Bachelor’s Degree:Anthropology from University at Albany
Honors:Inducted into Sigma Theta Tau International Honor Society of Nursing
Ten nurses in the region were recognized as part of the Times Union’s Salute to Nurses initiative in May 2018. Each year the newspaper’s readers are invited to nominate a nurse for the award, which honors nursing excellence among more than 273,000 licensed registered nurses in the region. Lee, a nurse at Albany Med for the past 15 years, earned a Master of Science in Nursing from Excelsior College in June 2018. She maintained a 4.0 GPA throughout the program and was inducted into the Sigma Theta Tau International Honor Society of Nursing.
“I found my voice and grew in confidence to speak on vital changes needed in health care and nursing.” –Herma Lee ’18
In the Apheresis Unit — where whole blood is removed from a patient and components of the whole blood are separated and then a component is removed and the remaining components are returned to the patient — Lee is the experienced educator and mentor to nurses new to the unit. With her years of experience in the unit, she’s at an interesting phase of her career. She enjoys the patient-care aspects of nursing and the reward of seeing patients get better, and revels in helping to educate patients and their families and being a patient advocate. As a level 5 nurse, her next step can be nurse manager, director, or any nurse leadership role. She’s taking the time to identify her niche, as she also enjoys research. “Excelsior did broaden my horizons greatly as to what is out there and what nurses can do,” says Lee.
For the capstone course in the master’s program, she wrote a scholarly paper that discusses educating nurses on vascular access to improve the quality of care for patients receiving therapeutic apheresis. Her paper will be published in 2019 by the American Society of Apheresis, the organization of physicians, scientists, and allied health professionals whose mission is to advance apheresis medicine for patients, donors, and practitioners through education, science-based practice, research, and advocacy.
Nursing was a second career for Lee, who was a dental assistant for 10 years after earning an anthropology degree from the University at Albany.
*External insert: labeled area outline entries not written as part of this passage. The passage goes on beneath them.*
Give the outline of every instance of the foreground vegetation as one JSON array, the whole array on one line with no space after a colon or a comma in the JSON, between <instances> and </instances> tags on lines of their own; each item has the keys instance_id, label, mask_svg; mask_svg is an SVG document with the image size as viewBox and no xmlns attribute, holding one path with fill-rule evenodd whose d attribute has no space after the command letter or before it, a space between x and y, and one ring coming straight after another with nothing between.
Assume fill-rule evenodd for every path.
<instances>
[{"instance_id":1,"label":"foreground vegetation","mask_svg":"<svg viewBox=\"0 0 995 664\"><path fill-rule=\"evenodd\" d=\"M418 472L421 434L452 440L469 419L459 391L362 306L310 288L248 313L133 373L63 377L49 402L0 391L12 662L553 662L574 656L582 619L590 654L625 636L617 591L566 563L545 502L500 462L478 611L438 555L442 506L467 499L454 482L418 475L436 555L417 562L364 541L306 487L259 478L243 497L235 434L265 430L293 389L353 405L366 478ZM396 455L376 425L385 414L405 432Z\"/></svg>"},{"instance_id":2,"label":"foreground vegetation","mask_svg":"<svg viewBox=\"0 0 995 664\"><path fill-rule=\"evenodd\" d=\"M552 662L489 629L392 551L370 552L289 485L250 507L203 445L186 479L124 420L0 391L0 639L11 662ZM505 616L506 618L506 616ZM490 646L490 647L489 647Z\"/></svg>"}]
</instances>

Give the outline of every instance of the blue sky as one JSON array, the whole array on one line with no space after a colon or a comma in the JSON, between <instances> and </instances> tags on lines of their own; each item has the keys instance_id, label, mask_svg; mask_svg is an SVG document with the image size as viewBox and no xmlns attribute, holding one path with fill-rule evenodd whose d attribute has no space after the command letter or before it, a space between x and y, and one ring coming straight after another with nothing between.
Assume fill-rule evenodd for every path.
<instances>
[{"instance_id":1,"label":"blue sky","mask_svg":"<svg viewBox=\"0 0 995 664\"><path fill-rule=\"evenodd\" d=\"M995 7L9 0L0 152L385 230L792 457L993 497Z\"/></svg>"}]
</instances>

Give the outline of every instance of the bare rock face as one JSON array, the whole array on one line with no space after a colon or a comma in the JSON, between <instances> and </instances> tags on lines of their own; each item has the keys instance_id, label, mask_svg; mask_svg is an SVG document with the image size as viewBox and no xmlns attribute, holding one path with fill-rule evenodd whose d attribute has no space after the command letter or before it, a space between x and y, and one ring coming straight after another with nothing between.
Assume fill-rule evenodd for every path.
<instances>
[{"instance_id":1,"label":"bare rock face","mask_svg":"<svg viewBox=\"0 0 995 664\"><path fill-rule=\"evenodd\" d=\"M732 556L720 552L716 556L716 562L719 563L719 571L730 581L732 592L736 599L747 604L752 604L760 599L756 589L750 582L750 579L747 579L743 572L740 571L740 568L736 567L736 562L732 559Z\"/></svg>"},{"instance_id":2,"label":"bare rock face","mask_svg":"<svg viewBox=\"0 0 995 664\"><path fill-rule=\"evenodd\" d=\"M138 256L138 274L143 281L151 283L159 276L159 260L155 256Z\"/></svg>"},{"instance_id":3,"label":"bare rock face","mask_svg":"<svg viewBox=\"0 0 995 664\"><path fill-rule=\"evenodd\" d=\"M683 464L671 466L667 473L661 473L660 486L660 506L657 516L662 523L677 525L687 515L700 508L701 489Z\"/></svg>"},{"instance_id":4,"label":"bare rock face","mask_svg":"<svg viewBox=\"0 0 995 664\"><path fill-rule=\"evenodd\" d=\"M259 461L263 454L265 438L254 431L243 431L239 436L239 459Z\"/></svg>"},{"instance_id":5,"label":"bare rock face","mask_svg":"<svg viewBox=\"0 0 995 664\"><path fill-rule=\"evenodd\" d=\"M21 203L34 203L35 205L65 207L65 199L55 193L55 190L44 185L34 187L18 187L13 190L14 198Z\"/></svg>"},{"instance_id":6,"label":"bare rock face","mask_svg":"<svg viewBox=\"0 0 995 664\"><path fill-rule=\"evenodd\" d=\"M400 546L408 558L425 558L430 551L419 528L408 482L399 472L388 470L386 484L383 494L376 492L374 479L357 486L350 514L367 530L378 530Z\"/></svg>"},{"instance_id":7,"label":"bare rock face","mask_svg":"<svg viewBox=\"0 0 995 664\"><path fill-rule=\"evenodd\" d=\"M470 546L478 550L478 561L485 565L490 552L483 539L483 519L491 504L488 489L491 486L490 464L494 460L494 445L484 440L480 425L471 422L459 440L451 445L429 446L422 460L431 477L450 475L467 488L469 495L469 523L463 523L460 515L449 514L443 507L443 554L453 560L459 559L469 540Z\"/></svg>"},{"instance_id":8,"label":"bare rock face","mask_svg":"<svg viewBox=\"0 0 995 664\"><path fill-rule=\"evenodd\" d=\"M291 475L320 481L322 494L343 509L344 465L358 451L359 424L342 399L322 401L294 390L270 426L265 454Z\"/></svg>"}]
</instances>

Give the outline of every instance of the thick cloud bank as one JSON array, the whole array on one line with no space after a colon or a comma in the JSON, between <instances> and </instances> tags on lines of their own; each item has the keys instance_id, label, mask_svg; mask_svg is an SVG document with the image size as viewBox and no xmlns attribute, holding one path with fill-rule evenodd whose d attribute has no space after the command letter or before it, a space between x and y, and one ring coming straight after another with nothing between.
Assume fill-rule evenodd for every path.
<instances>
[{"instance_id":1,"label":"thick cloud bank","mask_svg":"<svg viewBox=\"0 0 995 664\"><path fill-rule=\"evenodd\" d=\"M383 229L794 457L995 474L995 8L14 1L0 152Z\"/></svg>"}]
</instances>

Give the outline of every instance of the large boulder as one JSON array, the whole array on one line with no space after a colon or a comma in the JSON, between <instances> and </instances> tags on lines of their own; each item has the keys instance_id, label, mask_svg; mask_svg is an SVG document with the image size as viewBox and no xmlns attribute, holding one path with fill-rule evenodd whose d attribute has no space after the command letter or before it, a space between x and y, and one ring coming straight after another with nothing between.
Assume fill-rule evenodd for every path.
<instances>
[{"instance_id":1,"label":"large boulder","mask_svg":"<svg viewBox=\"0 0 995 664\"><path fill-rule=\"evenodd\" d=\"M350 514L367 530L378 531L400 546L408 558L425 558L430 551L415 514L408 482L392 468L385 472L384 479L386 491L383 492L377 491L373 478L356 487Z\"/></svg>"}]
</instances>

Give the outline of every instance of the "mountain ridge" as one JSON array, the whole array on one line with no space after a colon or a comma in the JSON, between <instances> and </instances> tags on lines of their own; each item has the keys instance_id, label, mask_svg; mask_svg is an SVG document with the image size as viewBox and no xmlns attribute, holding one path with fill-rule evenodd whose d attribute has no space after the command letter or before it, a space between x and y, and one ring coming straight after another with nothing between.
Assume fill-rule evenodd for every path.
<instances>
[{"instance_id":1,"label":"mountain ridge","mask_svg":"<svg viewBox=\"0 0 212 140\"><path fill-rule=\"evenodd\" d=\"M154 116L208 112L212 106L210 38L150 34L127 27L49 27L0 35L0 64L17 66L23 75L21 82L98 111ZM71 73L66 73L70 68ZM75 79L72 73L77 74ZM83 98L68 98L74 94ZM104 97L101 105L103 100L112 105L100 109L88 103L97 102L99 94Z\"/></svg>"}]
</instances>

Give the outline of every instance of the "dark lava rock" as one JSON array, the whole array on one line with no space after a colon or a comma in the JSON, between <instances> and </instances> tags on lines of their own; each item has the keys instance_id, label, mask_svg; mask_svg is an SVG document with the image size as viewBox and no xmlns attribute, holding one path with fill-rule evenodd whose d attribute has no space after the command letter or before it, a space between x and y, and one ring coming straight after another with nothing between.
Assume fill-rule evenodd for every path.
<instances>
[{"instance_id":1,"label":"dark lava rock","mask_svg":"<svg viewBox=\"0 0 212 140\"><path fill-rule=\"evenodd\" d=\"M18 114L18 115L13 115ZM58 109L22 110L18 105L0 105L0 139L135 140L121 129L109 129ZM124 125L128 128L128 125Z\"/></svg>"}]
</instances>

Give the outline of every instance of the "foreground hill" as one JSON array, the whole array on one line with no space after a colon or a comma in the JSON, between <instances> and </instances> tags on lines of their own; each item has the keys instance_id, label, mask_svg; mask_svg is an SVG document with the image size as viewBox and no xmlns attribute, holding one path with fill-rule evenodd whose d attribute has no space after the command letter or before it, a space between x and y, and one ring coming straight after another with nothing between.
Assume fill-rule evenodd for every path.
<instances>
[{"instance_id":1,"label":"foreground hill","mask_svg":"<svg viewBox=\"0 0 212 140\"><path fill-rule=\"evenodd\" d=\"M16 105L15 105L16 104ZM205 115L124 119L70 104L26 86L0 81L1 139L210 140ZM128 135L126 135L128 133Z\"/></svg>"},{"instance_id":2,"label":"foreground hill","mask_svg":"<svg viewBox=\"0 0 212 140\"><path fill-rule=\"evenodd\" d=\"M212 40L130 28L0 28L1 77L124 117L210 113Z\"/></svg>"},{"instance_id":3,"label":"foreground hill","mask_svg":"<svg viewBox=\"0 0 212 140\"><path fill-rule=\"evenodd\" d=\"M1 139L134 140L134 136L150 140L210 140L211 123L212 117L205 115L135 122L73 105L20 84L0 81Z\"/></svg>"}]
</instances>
As a single parent to a then 4-year-old, she changed her career trajectory and pursued a nursing degree at Hudson Valley Community College. After working at two local nursing homes, she began working at Albany Med and has spent her entire career there in the same unit.
Lee says that having completed the educational experience at Excelsior, she feels empowered to make a change for the nursing profession and, ultimately, for patients. “I had such a great experience overall, but my most personal and impactful experience was feeling empowered, empowered to represent our nursing profession in this troubled and challenging health care arena,” says Lee, who was recently selected to sit on the hospital’s Institutional Review Board. “I found my voice and grew in confidence to speak on vital changes needed in health care and nursing. I feel like I can do it all. I can change the world.”